Writing/Layout Assist/Colors: Jeremy Scott Browning, Art/Inks: Leo Gondim, Letters: HDE, Cover A Art: Leo Gondim



Ajax Awakening #1, a new comic from new comic creators, distributed through small press Short Fuse Media, wisely helps prospective readers by describing itself at the top of its cover with four words: TITANS…SORCERY…RETRIBUTION…REDEMPTION. The cover is dramatic, with a well-designed, bold title logo, coloring covering the entire spectrum, and solid illustration…an eye-catching cover worthy of sharing the local comic shop rack next to Ant-Man and Batman. Would the story inside be as worthy?

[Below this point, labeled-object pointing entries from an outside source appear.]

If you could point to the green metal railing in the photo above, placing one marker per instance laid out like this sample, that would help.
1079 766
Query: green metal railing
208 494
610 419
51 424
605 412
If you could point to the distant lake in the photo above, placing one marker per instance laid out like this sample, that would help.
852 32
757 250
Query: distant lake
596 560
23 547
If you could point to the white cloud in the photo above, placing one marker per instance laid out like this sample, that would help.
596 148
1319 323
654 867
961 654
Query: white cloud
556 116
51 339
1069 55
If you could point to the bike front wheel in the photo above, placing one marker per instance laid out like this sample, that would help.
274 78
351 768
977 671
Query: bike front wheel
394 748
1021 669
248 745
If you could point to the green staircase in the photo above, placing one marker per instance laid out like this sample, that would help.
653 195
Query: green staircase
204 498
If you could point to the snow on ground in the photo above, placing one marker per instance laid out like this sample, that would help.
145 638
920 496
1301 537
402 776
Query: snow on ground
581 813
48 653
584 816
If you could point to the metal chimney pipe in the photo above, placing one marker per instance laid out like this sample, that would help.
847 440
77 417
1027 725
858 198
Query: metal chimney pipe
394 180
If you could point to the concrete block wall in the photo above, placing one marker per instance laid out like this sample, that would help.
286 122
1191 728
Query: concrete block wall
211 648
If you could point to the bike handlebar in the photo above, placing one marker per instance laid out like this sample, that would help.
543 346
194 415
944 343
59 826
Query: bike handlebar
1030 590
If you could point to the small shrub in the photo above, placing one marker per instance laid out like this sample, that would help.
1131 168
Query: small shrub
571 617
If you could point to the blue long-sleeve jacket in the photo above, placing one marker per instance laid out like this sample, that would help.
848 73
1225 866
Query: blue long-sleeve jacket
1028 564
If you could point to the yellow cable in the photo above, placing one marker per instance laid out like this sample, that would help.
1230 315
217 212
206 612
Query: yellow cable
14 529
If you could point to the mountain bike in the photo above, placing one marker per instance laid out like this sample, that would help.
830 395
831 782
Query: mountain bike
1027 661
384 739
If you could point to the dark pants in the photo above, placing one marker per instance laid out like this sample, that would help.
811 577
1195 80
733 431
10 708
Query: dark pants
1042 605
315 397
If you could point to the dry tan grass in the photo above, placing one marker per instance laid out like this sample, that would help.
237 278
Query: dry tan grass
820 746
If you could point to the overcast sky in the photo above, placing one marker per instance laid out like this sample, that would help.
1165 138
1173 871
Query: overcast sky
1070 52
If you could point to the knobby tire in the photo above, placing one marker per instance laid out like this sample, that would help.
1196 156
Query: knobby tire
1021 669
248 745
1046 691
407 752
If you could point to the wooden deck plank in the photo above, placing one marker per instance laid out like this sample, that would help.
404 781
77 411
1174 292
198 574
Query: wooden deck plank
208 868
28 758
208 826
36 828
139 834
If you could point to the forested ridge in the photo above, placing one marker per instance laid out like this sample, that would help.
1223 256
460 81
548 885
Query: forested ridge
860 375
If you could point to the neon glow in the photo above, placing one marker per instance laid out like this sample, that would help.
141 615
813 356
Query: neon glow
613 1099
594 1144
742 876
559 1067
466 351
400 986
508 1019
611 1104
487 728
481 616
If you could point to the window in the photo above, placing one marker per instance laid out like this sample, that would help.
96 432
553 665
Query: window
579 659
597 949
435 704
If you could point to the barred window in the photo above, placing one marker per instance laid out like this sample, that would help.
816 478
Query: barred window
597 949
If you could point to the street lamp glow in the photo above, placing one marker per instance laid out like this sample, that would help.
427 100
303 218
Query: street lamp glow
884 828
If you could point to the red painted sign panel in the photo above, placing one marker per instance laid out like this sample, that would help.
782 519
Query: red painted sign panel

For reasons that weren’t apparent or explained in this issue, this story takes place “in an alternate dimension mirroring that of earth.” Two super-powered beings, the rocky beast Ruckus, and an armored man called Omega Mauler, spend the entire issue knocking the stuffing out of each other, in well-choreographed and vicious style.


Curiously, the entire fight is being called blow-by-blow by two play-by-play announcers, who are viewing footage of the fight remotely. Where is all this footage coming from? Who is filming it? Who are these broadcasters? Is this showing live to the public? Is this a common form of entertainment on this alternate earth?


"Ajax Awakening #1" interior art

A lot of space is devoted to the announcers bickering over the fighters’ motivations, and whether the one called Omega Mauler, a former hero named Ajax, is really being mind-controlled by a villain.


Having just been introduced to the character Ajax, the reader doesn’t have enough history or backstory of the character to feel much sympathy for his situation, especially since we are only told, and not shown, that he was a hero in the past, and the only visuals we see are damning videos of evil deeds. It’s hard to care much for someone we've just met whether or not he escapes mind-control.


However, the entire story is very well illustrated and expertly colored, the fight scenes are especially entertaining, featuring interesting panel layouts and panel-breaking effects to add depth and make the characters jump off the page. The dialogue was solid, only descending into cheesiness when the main villain spoke, but perhaps that’s to be expected, hmm?


In all, Ajax Awakening #1 is a surprisingly good first issue from new comics creators.